Monday, March 21, 2005

Fred Freeman (and others)

I am so angry I could explode! Apparently, a former prosecutor from Alameda County, California has filed a sworn statement averring that he and other assistant prosecutors "routinely" used their peremptory challenges to keep Jews and black women off juries in capital cases and that keeping Jews off death cases was "standard practice." In addition, in Fred Freeman's case (the individual for whom the prosecutor filed his statement) this former prosecutor claims to have colluded with the judge (Superior Court Judge Stanley Golde, himself Jewish) to keep Jews off the jury. Apparently, the judge told this prosecutor that "No Jew would vote to send a defendant to the gas chamber."

I'm furious that this kind of deliberate racism, antisemitism and xenophobia continues within our "justice" system (and elsewhere!). Of course, I knew that it did, but having a sworn acknowledgement of it from a capital case prosecutor just boils me. Perhaps its better that it is now out in the open. Perhaps now, something will be done about it. Perhaps now, juries in California will be more fairly empaneled and the defendant will have just as fair a shot at NOT getting a death sentence as getting one. God forbid we would put people who object to executing human beings on a jury. Of course, that's just the legal (and moral!) implication of purposefully leaving particular ethnic or religious groups off juries. The much broader statement is the statement made by the assumptions and stereotypes implied in the idea that Jews or black women would not be proper jurors in a death case because they would never send someone to death row.

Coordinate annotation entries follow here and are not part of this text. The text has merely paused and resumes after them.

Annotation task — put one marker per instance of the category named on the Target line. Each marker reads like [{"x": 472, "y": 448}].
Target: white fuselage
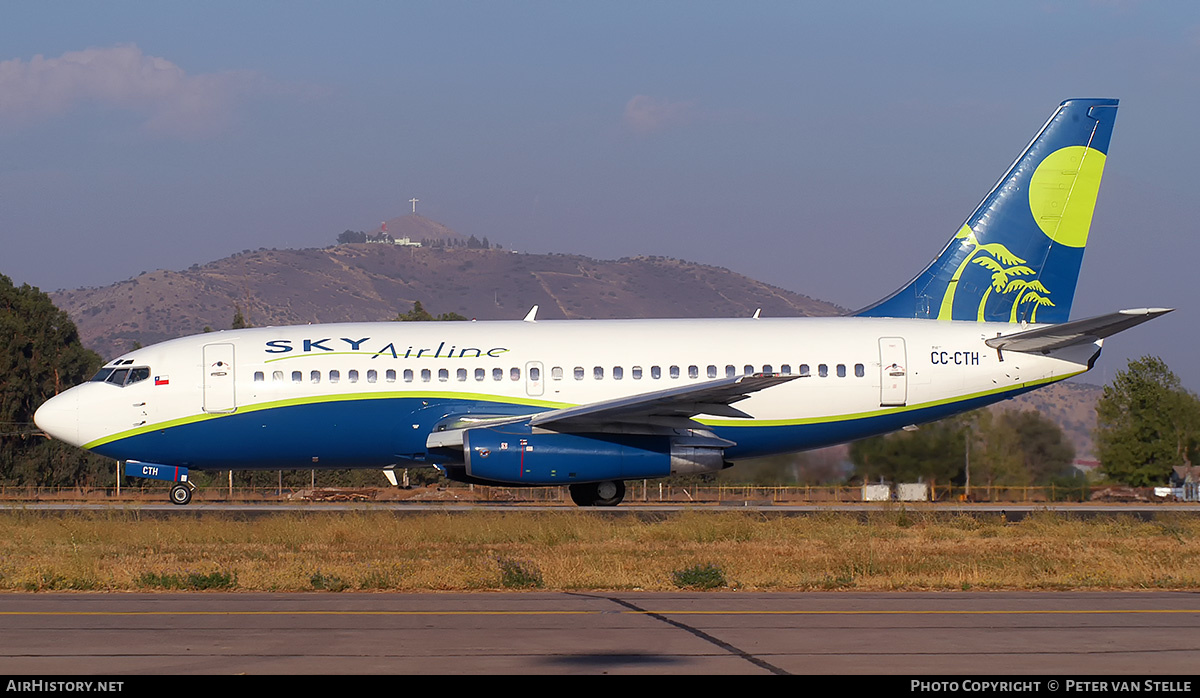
[{"x": 369, "y": 393}]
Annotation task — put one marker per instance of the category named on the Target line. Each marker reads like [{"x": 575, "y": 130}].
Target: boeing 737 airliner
[{"x": 592, "y": 403}]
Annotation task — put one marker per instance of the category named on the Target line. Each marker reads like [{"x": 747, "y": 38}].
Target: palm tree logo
[
  {"x": 999, "y": 254},
  {"x": 1029, "y": 292},
  {"x": 1000, "y": 280}
]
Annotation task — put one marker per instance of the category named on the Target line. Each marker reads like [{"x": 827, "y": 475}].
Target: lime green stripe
[
  {"x": 371, "y": 354},
  {"x": 881, "y": 411},
  {"x": 549, "y": 404},
  {"x": 316, "y": 399}
]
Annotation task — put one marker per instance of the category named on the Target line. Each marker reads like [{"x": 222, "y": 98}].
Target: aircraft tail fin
[{"x": 1017, "y": 257}]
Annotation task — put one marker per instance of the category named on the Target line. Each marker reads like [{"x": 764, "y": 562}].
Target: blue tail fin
[{"x": 1017, "y": 258}]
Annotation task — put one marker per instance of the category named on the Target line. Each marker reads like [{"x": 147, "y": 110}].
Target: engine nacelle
[{"x": 515, "y": 455}]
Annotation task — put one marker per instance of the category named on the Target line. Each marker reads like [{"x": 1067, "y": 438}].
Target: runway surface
[{"x": 1049, "y": 633}]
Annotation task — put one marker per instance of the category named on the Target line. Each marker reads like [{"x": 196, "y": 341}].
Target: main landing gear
[
  {"x": 607, "y": 493},
  {"x": 181, "y": 493}
]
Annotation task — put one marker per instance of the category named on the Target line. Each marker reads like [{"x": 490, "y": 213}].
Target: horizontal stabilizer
[{"x": 1085, "y": 331}]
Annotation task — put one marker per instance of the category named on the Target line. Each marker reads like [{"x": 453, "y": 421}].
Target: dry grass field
[{"x": 581, "y": 551}]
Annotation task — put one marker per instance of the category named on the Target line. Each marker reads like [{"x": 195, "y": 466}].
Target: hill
[
  {"x": 377, "y": 282},
  {"x": 418, "y": 228}
]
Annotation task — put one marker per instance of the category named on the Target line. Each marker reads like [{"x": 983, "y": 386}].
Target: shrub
[{"x": 700, "y": 576}]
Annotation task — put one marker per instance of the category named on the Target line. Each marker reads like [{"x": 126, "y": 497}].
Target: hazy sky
[{"x": 831, "y": 149}]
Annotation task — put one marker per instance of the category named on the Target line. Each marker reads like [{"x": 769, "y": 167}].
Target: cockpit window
[{"x": 121, "y": 377}]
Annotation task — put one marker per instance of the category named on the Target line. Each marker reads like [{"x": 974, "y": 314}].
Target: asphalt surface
[{"x": 981, "y": 633}]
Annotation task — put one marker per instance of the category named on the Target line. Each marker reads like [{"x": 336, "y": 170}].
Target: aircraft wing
[
  {"x": 666, "y": 408},
  {"x": 1085, "y": 331},
  {"x": 713, "y": 397}
]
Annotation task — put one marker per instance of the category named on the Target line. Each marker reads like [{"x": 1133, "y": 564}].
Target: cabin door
[
  {"x": 219, "y": 375},
  {"x": 893, "y": 372}
]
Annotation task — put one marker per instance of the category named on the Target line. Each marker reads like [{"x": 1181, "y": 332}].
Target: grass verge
[{"x": 581, "y": 551}]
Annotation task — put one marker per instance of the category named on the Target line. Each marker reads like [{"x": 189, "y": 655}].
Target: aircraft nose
[{"x": 59, "y": 417}]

Of course, on the bright side, for either side to purposefully exclude a juror from serving on a panel simply because of race, ethnicity, gender, or religion is grounds for a mistrial. As such, if the California Supreme Court determines through its hearings (it ordered hearings on this issue after seeing the statement in Freeman's case) that such exclusionary racist, anti-semitic behavior has indeed occurred, it will open the door for many individuals currently on death row to receive new trials and new sentencing. When it comes to someone on death row, a shot at a new trial and new sentencing is an excellent thing (at least for the accused and for the justice system...however, it can be a horrible ordeal for the victim's family...which is exactly why the state should get it right the first time and not trample all over peoples' rights just because they think they can get away with it! No one wants a retrial to result in the person responsible being released because the evidence is too old and the new jury has reasonable doubt. Unfortunately, such a result is possible with a retrial. If that happens, then the state is essentially responsible for putting a murderer back on the street because its overzealousness to get a death sentence somehow required a need to trample the Constitution).

Ex-prosecutor says he kept Jews off juries

1 comment:

CarrieJ said...

OK, half of my post does not make sense (the last half), but please excuse my incomprehensible blabbering...I was just free form writing and I was bugged beyond belief.